Bem, se alguém pensou que as mobilizações de 15 de março e 12 de abril foram o reflexo da pura indignação de cidadãos contra a corrupção, enganou-se totalmente, e ainda foi manipulado em seus sentimentos por interesses outros que não são o combate à corrupção no país. E os manipuladores de subjetividades ingênuas apresentaram, no dia 15 de abril, em Brasília, uma “Carta do Povo Brasileiro” para parlamentares e partidos citados em vários escândalos de corrupção. Essa carta é o marco do abandono das mobilizações de ruas e a estreia na sua nova estratégia: o lobby político junto ao Congresso Nacional.
E por que os organizadores das mobilizações abandonaram as ruas?

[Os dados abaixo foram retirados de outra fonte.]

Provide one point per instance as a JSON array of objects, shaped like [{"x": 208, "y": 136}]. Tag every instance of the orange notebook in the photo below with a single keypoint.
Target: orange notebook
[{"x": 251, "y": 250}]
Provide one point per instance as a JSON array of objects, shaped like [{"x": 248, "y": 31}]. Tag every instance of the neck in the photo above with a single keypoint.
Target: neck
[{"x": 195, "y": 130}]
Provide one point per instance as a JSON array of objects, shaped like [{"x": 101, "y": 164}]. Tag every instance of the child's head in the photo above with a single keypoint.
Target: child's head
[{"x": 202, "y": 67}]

Penso que foi porque as ruas passaram a ter um tom forte contra a corrupção e não ao real interesse dos organizadores. Além disso, o escândalo das contas secretas no HSBC e a Operação Zelotes [pagamento de propina para aliviar as multas tributárias de rentistas e empresários], escândalos bem mais graves que o do Petrolão, onde muitos dos aliados dos organizadores estão envolvidos, não foram nem mencionados pelas entidades organizadoras das mobilizações. Não foi gratuito, portanto, que, nas manifestações do dia 12 de abril, alguns manifestantes carregaram cartazes que diziam que “sonegação não é crime”.

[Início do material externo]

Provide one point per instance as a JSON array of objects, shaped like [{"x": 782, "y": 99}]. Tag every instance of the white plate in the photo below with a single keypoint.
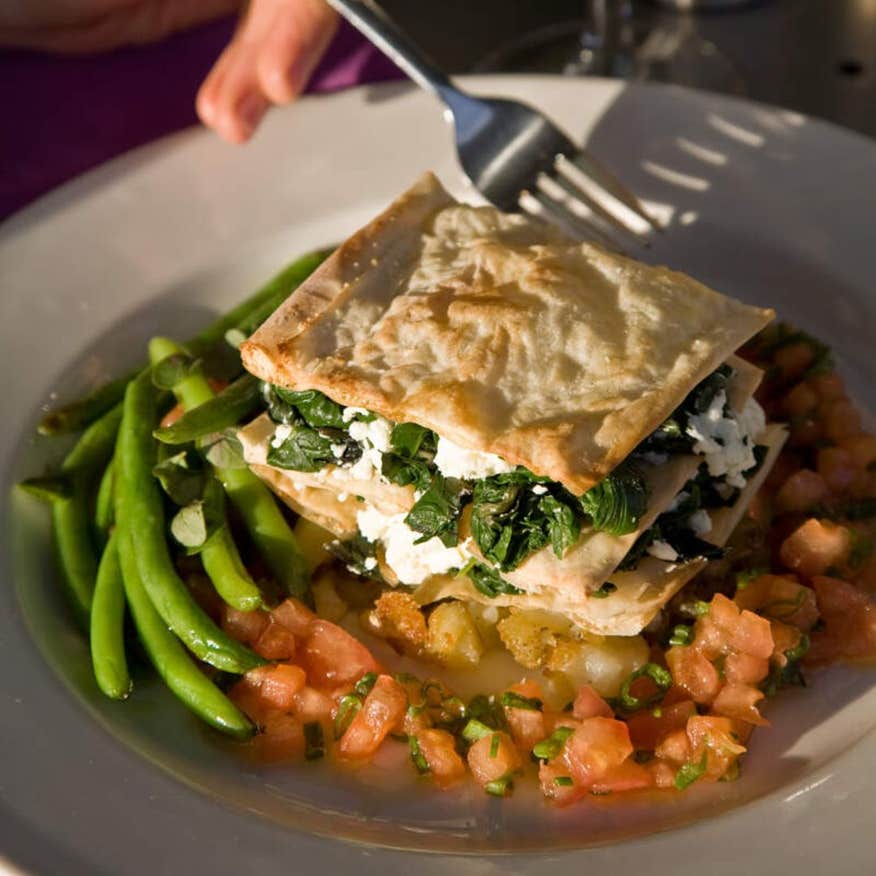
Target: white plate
[{"x": 763, "y": 204}]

Somam-se a isso o fato de que as mobilizações do dia 12 de abril foram bem menores que as primeiras, embora muito significativas e com uma capacidade bem maior que a dos grupos de esquerda, porém trouxe uma diversidade de reivindicações, não foi só protesto. Essas reivindicações foram ignoradas pelos meios de comunicação que, fazendo coro com o objetivo dos organizadores, sintetizaram tudo no tripé: fim da corrupção, fora Dilma e fora PT. Acho que os organizadores pressentiram que poderiam perder a disputa nas ruas, que as mobilizações poderiam virar um movimento forte contra a corrupção e não contra a derrubada do governo.
Além disso, pesquisa do Datafolha, realizada no dia 12 de abril, demonstrou o seguinte: no dia 15 de março, 83% dos participantes nas mobilizações eram eleitores de Aécio Neves; já no dia 12 de abril, 82%, ou seja, nas duas manifestações, a maioria era de eleitores de Aécio Neves [PSDB]; e mais, apenas 15% do total dos participantes saíram de casa com a intenção de pedir o impeachment da Dilma. Esses dados podem ter orientado os organizadores a optarem pelo lobby político junto aos setores conservadores e corruptos do Congresso Nacional para darem continuidade ao seu único objetivo estratégico: o pedido de impeachment contra a presidente Dilma. Pois os organizadores das manifestações são defensores do capitalismo, e o capitalismo só funciona nos grandes negócios, nacionais e internacionais, movido pela corrupção e pela propina. A ideologia do livre mercado é conversa para boi dormir.
*Uribam Xavier é professor do Departamento de Ciências Sociais da UFC.